Even though Stachuła invited “experts of experience” to consult them about the play as early as the rehearsals, h. could be regarded as a classical form of theatrical performance with a closed structure and stage performers. But that would be an oversimplification. The key consideration here is where and for what audience the show is performed and how it affects and transforms relations in that community. The performance is not played in a theatre or a community centre, but in a school, an institution whose practice is subject to the authors’ critical insight and a place where the story told in the play may have happened. School is also a space of intervention and change.
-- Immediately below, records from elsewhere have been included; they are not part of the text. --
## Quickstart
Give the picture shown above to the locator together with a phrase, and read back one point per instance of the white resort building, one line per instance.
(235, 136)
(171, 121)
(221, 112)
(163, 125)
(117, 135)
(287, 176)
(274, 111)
An important element of the intervention is after-the-show workshops, where the moderators can resolve with the audience and performers what has happened during the play on an emotional and real level (such as the early departure by one of the female students). As a result, the school and the attendant situation become a kind of ethnographic “trap” – it can capture the interactions, tensions and relations generated in the school community. Caught in the trap, they are exposed and can be viewed as though in freeze-frame, and then reflected upon and worked through. A case in point is the understanding of the hate that happened in Poznań’s Primary School No. 9. In Poland, the phenomenon of “trap” was expertly analyzed by Tomasz Rakowski, Dorota Ogrodzka and Ewa Rossal (2017), who proposed a project of creative and opening ethnography combining “the spheres of anthropology and its ‘dense participation’ with a simultaneous creative process that brings out unnoticed and unknown cultural potential.” According to the scholars, this concept of “trap” becomes a new metaphor in anthropology and art theory.
Stanisław Moniuszko Wielki Theatre in Poznań, h.; photo: Ośko/Bogunia
We Are the Future
The production was staged as part of the Laboratorium młodego teatru (LAB) , a programme of the Proxima Nowy Theatre in Krakow. The LAB brings the youngest generation of Polish theatre artists into contact with renowned international artists who serve as tutors. This format is an excellent method of alternative education for directors. Skrzywanek worked with the visual artist Katarzyna Kozyra, German playwright Jens Hillje, Romanian director and dramatist Gianina Cărbunariu and French dramaturge Camille Louis. Hillje, associated with Berlin’s Gorki Theater, which specializes in participatory, engaging and documentary theatre, inspired Skrzywanek with the work methodology of the acclaimed Argentine artist Lola Arias. Her works network “experts of experience”, who would probably never meet outside theatre. Skrzywanek was guided by the same idea.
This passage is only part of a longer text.